What kind of idiot would network them on a web connected router?!
The kind that want an app to see what's going on in their home?
If I want to feel good my first thought isn't 'dilotted!'.
The average consumer.
The ability to monitor those spaces remotely is pretty valuable, and to back your security footage up onto an off-site device so it can't simply be stolen during a break in or similar.
This may be true for industry and rich assholes, but I doubt it is necessary for the average home camera? I mean why expose a camera to the web, that covers a scene where you would get naked?
The opposite is true - the average person cannot afford to have a person onsite watching the cameras, so unless they can view them remotely, there's pretty much no point to having them. If they're not exposed to the web, what reason would someone have to install them in the first place?
So they're just exhibitionists?
It's a nice feature to have but risky.

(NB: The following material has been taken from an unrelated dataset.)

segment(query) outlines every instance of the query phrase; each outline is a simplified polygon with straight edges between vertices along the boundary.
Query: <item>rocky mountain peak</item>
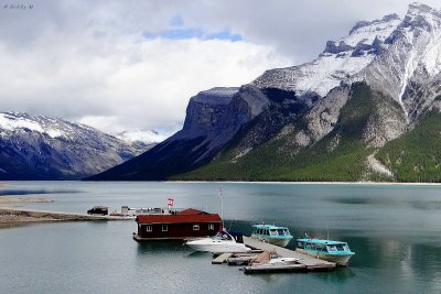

I know a few people with security cameras accessible through internet, I'm sure any of them not only don't have the knowledge to detect if someone else have access to their cameras but the possibility haven't crossed their minds.
I definitely lack those abilities so I would air gap the hell out of the entire system.
What about an indicator that shows when someone is using the camera?(but in Hardware so it can't be hacked). And maybe add a controll panel somewhere so you can disable them as soon as you come home.
I think most people who have security cameras want them recording, because you don't know when you'll need it. Having a camera that records when you know it needs to be means you already know there's something going on, which is often the opposite case for a security camera which is to notify you when something you don't know it's happening happens, or at least something you don't expect.
That having been said, I don't have one because I'm not nuts, and if I did I'd at least cover it before changing in front of it, but whatever I guess!
;)
It doesn't always need to be automatically set.
Back when the very first chinese IP cameras started arriving in the west in the noughties, after we'd only had the first gen very expensive professional ones from the like of Axis, they nearly all shared the same firmware. This had factory set credentials of admin / admin and a common port (8080, iirc)
Back then, uPnP was commonly also enabled by default on routers, so the camera would ask for the port to be opened automatically and the router would just do it, allowing the internet into the camera. A simple scan of IPs on port 8080 would yield a lot of prompts with the distinctive login page for this firmware and around 90% of the time, the default credentials would still let you in, and you could see the camera.
Fortunately, routers have improved and uPnP was recognised as being incredibly stupid and isn't seen much now and is disabled by default if it is. Some IP cameras have improved also, but there's still a lot at the lower end that have almost no security, or prioritise convenience or cloud solutions first.
(I researched the above when I found one of my company's cameras broadcasting and tried to educate people about it back in the day, but I doubt it did much good)
Because you don't know much about cybersecurity.